Natural chemicals. Some people would argue that such a thing does not exist lol I'm not one of them, but you know how people hate chemicals these days


----------



## salt and pepper (Mar 12, 2013)

GotGarlic said:


> Natural chemicals. Some people would argue that such a thing does not exist lol I'm not one of them, but you know how people hate chemicals these days


 
The chemicals are derived from sea weed.


----------



## taxlady (Mar 12, 2013)

GotGarlic said:


> Natural chemicals. Some people would argue that such a thing does not exist lol I'm not one of them, but you know how people hate chemicals these days


If people hate chemicals, they can't possibly understand what chemicals are. If you can touch it, it's made of chemicals.


----------



## GotGarlic (Mar 12, 2013)

taxlady said:


> If people hate chemicals, they can't possibly understand what chemicals are. If you can touch it, it's made of chemicals.



That's exactly the point


----------



## powerplantop (Mar 12, 2013)

salt and pepper said:


> Modernist Cooking:  Hot Sauce Pearls, no they are not fish eggs!

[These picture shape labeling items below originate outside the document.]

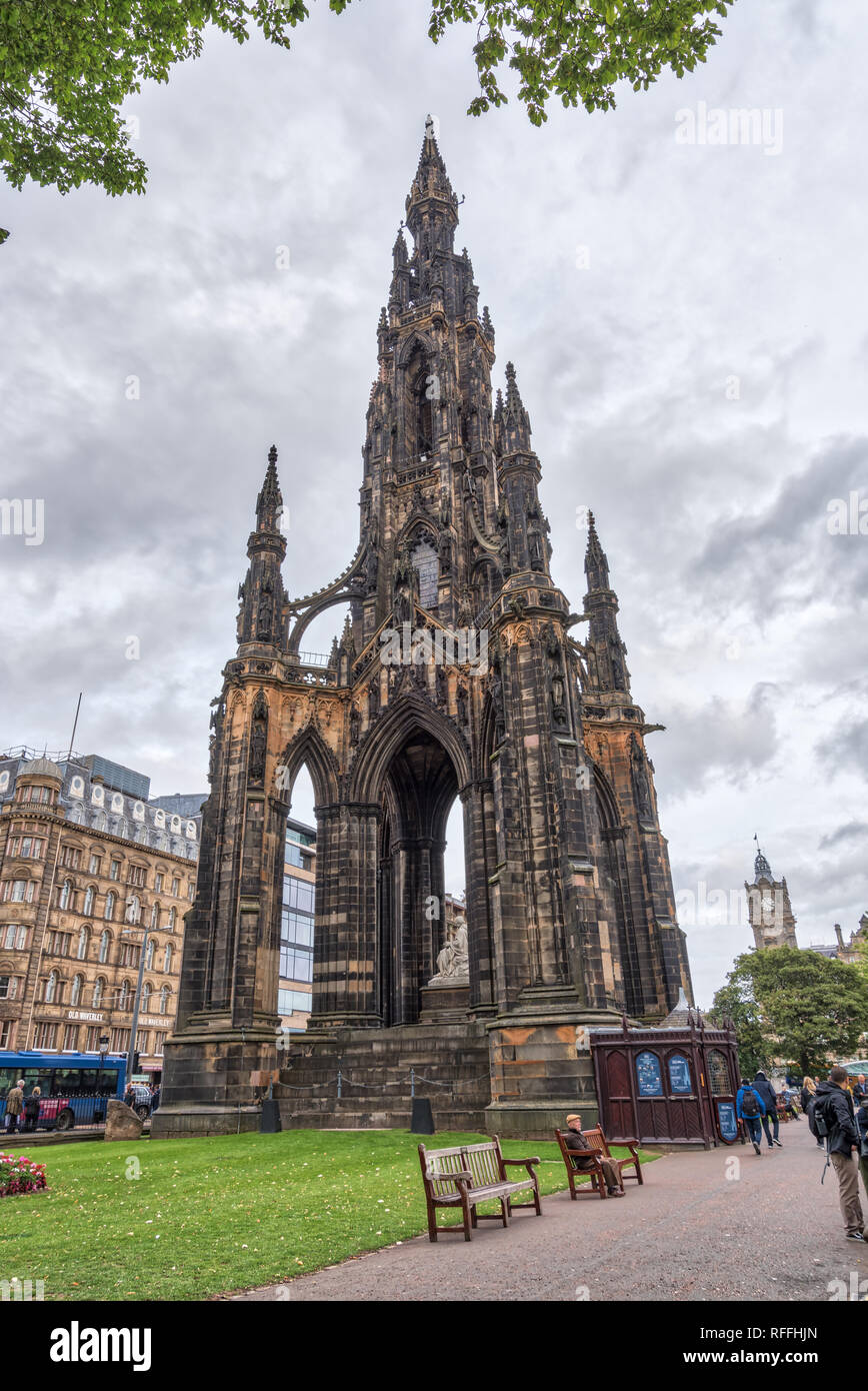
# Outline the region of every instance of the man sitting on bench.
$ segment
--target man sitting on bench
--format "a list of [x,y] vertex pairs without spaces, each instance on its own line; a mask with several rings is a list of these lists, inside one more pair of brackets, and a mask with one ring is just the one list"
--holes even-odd
[[[597,1167],[597,1159],[590,1157],[591,1146],[581,1134],[581,1117],[568,1116],[566,1127],[570,1134],[563,1136],[563,1143],[566,1145],[568,1149],[586,1149],[588,1152],[588,1157],[586,1160],[583,1159],[573,1160],[576,1168],[588,1173],[591,1168]],[[609,1198],[623,1198],[623,1188],[620,1185],[620,1174],[618,1171],[618,1164],[613,1164],[611,1159],[604,1159],[602,1155],[598,1156],[598,1161],[600,1167],[602,1168],[602,1177],[605,1178],[606,1192]]]

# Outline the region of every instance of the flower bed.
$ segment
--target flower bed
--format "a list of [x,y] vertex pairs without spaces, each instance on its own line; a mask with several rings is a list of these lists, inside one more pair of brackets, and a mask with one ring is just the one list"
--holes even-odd
[[24,1155],[0,1155],[0,1198],[36,1193],[47,1187],[45,1164],[35,1164]]

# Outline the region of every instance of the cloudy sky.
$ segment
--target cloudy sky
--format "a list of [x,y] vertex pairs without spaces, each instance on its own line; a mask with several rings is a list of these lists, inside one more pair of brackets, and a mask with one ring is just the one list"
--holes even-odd
[[[434,47],[424,0],[312,8],[291,53],[214,33],[129,103],[145,198],[0,191],[0,492],[45,499],[42,545],[0,536],[0,744],[64,746],[83,690],[79,751],[154,794],[207,786],[271,442],[289,591],[356,545],[376,324],[431,111],[495,373],[515,360],[530,410],[552,573],[579,604],[591,506],[634,696],[666,725],[648,747],[700,1003],[753,940],[754,832],[801,944],[849,935],[868,536],[830,534],[828,508],[868,499],[864,0],[739,0],[698,72],[542,129],[515,100],[465,114],[472,31]],[[732,108],[765,113],[760,139],[702,143]],[[449,871],[460,886],[455,846]]]

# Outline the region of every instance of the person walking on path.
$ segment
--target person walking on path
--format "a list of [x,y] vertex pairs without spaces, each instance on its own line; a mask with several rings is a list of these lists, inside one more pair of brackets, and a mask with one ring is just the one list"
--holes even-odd
[[[576,1166],[576,1168],[590,1174],[590,1171],[597,1167],[597,1157],[594,1156],[591,1146],[581,1134],[580,1116],[566,1117],[566,1134],[563,1136],[563,1143],[569,1150],[587,1150],[587,1159],[581,1157],[573,1159],[573,1164]],[[611,1159],[605,1159],[602,1155],[600,1155],[598,1157],[609,1198],[623,1198],[625,1192],[618,1164],[613,1164]]]
[[855,1128],[860,1132],[860,1173],[862,1175],[862,1185],[865,1188],[865,1196],[868,1198],[868,1096],[855,1113]]
[[19,1117],[24,1110],[24,1078],[10,1086],[6,1097],[6,1132],[14,1135],[21,1124]]
[[[849,1241],[864,1241],[862,1205],[858,1196],[860,1132],[847,1091],[847,1072],[833,1067],[829,1081],[817,1088],[815,1113],[826,1125],[826,1146],[835,1173],[844,1231]],[[855,1153],[854,1153],[855,1152]]]
[[736,1116],[740,1121],[744,1121],[744,1128],[751,1138],[753,1146],[758,1155],[762,1153],[762,1146],[760,1143],[762,1131],[760,1123],[765,1116],[765,1102],[760,1093],[750,1085],[750,1082],[741,1082],[739,1092],[736,1095]]
[[801,1084],[801,1109],[808,1117],[808,1129],[817,1141],[818,1146],[822,1149],[822,1136],[817,1134],[817,1127],[814,1125],[814,1103],[817,1100],[817,1084],[812,1077],[805,1077]]
[[[768,1077],[762,1071],[757,1071],[754,1081],[751,1082],[753,1089],[757,1096],[762,1100],[765,1106],[765,1116],[762,1117],[762,1129],[765,1131],[765,1138],[769,1142],[769,1149],[778,1145],[783,1149],[782,1142],[778,1139],[778,1132],[780,1129],[780,1121],[778,1120],[778,1092],[769,1082]],[[775,1129],[775,1136],[772,1138],[772,1131],[769,1129],[769,1121]]]

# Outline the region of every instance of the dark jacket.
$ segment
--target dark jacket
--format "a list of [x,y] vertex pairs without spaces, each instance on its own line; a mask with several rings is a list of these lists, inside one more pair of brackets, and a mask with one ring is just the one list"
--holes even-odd
[[769,1079],[765,1075],[765,1072],[757,1072],[754,1081],[751,1082],[751,1086],[753,1086],[754,1092],[757,1093],[757,1096],[762,1097],[762,1103],[764,1103],[766,1111],[771,1116],[773,1116],[775,1111],[778,1110],[778,1092],[775,1091],[775,1088],[769,1082]]
[[586,1141],[581,1131],[572,1131],[568,1128],[565,1131],[561,1131],[561,1134],[563,1135],[563,1143],[566,1145],[568,1149],[584,1150],[587,1155],[586,1160],[583,1160],[580,1156],[576,1156],[576,1159],[573,1159],[573,1164],[576,1166],[576,1168],[583,1168],[586,1164],[588,1168],[593,1168],[595,1161],[591,1157],[591,1146]]
[[817,1088],[817,1103],[829,1129],[829,1152],[849,1155],[851,1145],[858,1145],[853,1097],[835,1082],[821,1082]]
[[[746,1116],[744,1111],[743,1111],[743,1109],[741,1109],[741,1103],[743,1103],[746,1092],[753,1092],[754,1096],[757,1097],[757,1114],[755,1116]],[[766,1104],[762,1100],[762,1097],[760,1096],[760,1092],[757,1091],[755,1086],[740,1086],[739,1088],[739,1091],[736,1092],[736,1116],[739,1117],[740,1121],[751,1121],[751,1120],[753,1121],[758,1121],[762,1116],[765,1116],[765,1111],[766,1111]]]

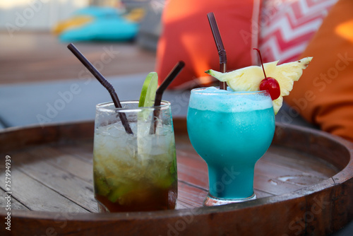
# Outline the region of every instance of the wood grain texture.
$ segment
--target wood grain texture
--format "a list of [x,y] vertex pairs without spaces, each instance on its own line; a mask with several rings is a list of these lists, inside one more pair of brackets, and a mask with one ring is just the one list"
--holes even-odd
[[[311,235],[332,233],[353,218],[353,144],[323,132],[276,126],[256,163],[258,199],[202,207],[207,165],[190,144],[184,119],[174,120],[177,209],[97,213],[92,193],[93,122],[0,132],[0,184],[11,156],[14,235]],[[4,189],[0,189],[4,194]],[[0,218],[6,211],[0,201]],[[91,213],[89,213],[91,212]],[[0,232],[6,232],[0,228]]]

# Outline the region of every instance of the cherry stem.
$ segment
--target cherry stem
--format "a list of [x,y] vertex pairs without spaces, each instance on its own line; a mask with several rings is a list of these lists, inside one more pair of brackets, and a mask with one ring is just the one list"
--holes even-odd
[[267,80],[267,76],[266,76],[266,73],[265,73],[265,68],[263,68],[263,58],[261,57],[261,52],[260,52],[260,50],[257,48],[253,48],[253,49],[254,50],[256,50],[258,51],[258,56],[260,56],[260,61],[261,61],[261,66],[263,67],[263,74],[265,75],[265,79]]

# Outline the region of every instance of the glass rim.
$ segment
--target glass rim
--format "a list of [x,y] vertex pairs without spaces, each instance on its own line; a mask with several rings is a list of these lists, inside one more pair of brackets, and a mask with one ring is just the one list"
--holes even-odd
[[[121,106],[123,106],[124,104],[138,104],[139,101],[138,100],[125,100],[125,101],[121,101],[120,103],[121,104]],[[158,109],[158,110],[162,110],[163,108],[167,108],[167,107],[169,107],[171,105],[171,103],[168,101],[165,100],[162,100],[160,102],[161,105],[159,106],[155,106],[155,107],[133,107],[133,108],[129,108],[129,107],[121,107],[121,108],[116,108],[115,107],[114,102],[112,101],[111,102],[101,102],[98,103],[96,105],[95,107],[97,110],[100,110],[102,112],[140,112],[143,110],[151,110],[153,111],[155,110]],[[112,107],[110,107],[110,105],[112,105]],[[104,107],[106,106],[106,107]],[[108,107],[109,106],[109,107]]]
[[[197,88],[191,90],[191,93],[198,94],[205,94],[205,95],[252,95],[252,94],[264,94],[270,95],[270,92],[268,90],[258,90],[258,91],[229,91],[225,92],[225,90],[220,91],[212,91],[212,92],[201,92],[210,87],[203,87]],[[218,88],[219,87],[215,87]],[[200,92],[199,92],[200,91]]]

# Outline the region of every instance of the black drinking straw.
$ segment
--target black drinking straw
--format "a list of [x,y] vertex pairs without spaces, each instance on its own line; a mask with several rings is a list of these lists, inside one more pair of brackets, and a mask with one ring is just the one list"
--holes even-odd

I love hot sauce and hate fish eggs. But for some applications the look of fish eggs could work really nice.


----------



## Rocklobster (Mar 13, 2013)

I loved chemicals, in the '70's.....


----------



## buckytom (Mar 13, 2013)

s&p, you're just missing the formaldehyde. 


neat stuff: Spherification - Wikipedia, the free encyclopedia

i've wanted to try it.


----------



## acerbicacid (Mar 13, 2013)

Looks really good salt and pepper.   Did you enjoy making them?

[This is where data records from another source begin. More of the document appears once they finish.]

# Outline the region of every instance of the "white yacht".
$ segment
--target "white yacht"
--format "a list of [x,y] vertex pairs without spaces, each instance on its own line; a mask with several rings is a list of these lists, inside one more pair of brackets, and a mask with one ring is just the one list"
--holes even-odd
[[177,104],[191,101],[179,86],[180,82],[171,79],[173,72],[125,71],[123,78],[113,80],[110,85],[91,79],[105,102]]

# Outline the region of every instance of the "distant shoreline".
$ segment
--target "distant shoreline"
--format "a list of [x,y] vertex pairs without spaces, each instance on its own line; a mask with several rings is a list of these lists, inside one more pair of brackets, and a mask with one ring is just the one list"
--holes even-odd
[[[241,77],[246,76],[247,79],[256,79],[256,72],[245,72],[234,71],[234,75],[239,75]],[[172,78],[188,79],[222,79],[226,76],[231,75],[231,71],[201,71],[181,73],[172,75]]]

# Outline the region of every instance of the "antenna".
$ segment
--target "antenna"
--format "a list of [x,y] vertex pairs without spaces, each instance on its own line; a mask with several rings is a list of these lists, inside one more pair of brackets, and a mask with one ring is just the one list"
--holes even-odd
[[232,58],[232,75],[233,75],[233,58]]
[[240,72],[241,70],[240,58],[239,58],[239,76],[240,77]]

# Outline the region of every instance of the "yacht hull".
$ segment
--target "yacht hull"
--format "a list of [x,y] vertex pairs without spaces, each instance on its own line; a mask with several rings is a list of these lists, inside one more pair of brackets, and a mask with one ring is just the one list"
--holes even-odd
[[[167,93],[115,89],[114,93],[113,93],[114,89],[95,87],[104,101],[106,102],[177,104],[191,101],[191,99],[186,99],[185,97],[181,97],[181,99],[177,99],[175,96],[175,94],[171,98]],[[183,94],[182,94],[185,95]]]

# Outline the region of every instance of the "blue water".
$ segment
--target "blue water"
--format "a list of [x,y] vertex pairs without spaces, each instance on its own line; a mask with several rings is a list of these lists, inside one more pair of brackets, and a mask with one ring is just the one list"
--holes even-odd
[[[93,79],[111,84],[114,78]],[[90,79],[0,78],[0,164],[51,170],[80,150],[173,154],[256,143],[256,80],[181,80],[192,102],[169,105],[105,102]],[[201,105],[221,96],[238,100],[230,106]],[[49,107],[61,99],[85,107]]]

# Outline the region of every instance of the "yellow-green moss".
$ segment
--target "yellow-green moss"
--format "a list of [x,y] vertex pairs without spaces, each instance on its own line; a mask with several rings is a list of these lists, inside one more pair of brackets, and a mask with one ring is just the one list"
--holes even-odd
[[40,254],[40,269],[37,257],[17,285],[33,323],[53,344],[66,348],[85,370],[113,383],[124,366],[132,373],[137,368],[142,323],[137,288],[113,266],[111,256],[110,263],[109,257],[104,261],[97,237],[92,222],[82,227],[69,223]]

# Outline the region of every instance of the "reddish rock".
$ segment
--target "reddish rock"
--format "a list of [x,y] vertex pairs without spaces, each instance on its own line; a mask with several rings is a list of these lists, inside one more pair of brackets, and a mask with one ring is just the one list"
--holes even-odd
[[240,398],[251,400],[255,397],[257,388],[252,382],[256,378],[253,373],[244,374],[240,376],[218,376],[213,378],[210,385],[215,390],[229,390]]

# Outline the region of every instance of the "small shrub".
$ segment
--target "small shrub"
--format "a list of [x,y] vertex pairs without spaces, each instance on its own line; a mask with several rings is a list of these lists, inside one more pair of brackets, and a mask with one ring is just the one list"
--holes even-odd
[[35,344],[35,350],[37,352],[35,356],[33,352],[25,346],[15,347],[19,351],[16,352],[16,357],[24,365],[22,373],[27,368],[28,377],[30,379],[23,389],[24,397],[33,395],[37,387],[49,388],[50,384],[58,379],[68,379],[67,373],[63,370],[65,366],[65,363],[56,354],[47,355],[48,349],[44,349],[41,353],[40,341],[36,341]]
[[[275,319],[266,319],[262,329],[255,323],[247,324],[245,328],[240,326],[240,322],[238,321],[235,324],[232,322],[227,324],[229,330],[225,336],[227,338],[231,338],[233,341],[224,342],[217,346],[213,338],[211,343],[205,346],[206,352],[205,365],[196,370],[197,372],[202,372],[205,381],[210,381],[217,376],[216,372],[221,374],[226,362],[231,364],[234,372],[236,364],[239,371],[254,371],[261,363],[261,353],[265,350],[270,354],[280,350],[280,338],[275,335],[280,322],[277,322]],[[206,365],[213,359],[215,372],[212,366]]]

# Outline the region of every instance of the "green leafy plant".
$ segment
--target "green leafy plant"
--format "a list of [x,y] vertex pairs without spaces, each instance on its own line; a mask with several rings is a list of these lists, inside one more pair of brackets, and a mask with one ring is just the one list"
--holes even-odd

I bought a starter kit for making these "pearls", (which had instructions thank heavens)
Creamsupplies - Kalys - Pearls & Cocktails Beginners Kit

I have now bought a larger one.    I first used them when making this Blackcurrant Cream.    I made some blackcurrant liqueur drops to decorate it.    Great fun to see the expression on poeple's faces when they ate one expecting a blackcurrant.

I thought the whole process was such fun - that is why I bought a larger kit and more equipment.

The hot sauce was it a specific commercial hot sauce or one you made yourself salt and pepper.    What did you use them with please?


----------



## salt and pepper (Mar 13, 2013)

acerbicacid said:


> Looks really good salt and pepper. Did you enjoy making them?
> 
> I bought a starter kit for making these "pearls", (which had instructions thank heavens)
> Creamsupplies - Kalys - Pearls & Cocktails Beginners Kit
> ...


 
Yes it's fun, expensive,and different! Here I used them on some oyster shooters.
	

	
	
		
		

		
			





  I do make my own hot sauce, but Sriracha works well too.


----------



## FrankZ (Mar 13, 2013)

Rocklobster said:


> I loved chemicals, in the '70's.....




Musicians....


----------



## msmofet (Mar 13, 2013)

Rocklobster said:


> I loved chemicals, in the '70's.....


----------



## vitauta (Mar 13, 2013)

i love the modern look of your new molecul'R food art, s&p, especially the very hot way  it jazzes up the oyster 'shots'....

can i lick the spoons?


----------